Youth justice has been in the spotlight across the country, and particularly in the Northern Territory since revelations of the abuse and neglect of young people in Darwin’s Don Dale detention facility led to the establishment of a Royal Commission into the Protection and Detention of Children.
Prior to the Royal Commission handing down its final report and recommendations in November 2017, Jesuit Social Services hosted a breakfast forum in Darwin about the importance and effectiveness of restorative justice practices – an approach that focuses on the rehabilitation of offenders through reconciliation with victims and the wider community.
We have delivered youth justice group conferencing in Darwin and Palmerston since early 2017. This model supports young people who have committed offences to take responsibility for their actions, come face to face with those impacted by their actions – including victims, family and police – and make amends. The program is proven to reduce re-offending among young people.

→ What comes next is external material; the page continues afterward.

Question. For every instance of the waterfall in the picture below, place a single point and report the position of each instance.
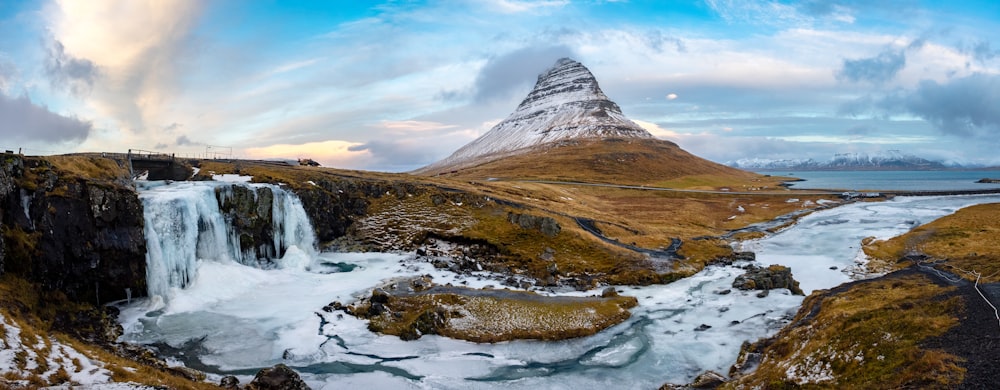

The breakfast forum was an opportunity to reflect on this approach, and the specific cultural needs of Aboriginal and Torres Strait Islander young people. A panel discussion featured Lynette Hansen (a victim of crime who participated in a conference in Palmerston), Simone Clagnan (Victims Support Agency in Victoria), Kim Mulholland (cultural mentor) and Delsey Tamiano (Danila Dilba Health Service).
It was pleasing to note that the final report of the Royal Commission included a number of recommendations about expanding and enhancing diversion options for young people in the Territory.
We look forward to a greater use of restorative justice approaches across the country, to steer young people towards positive pathways and create safer communities.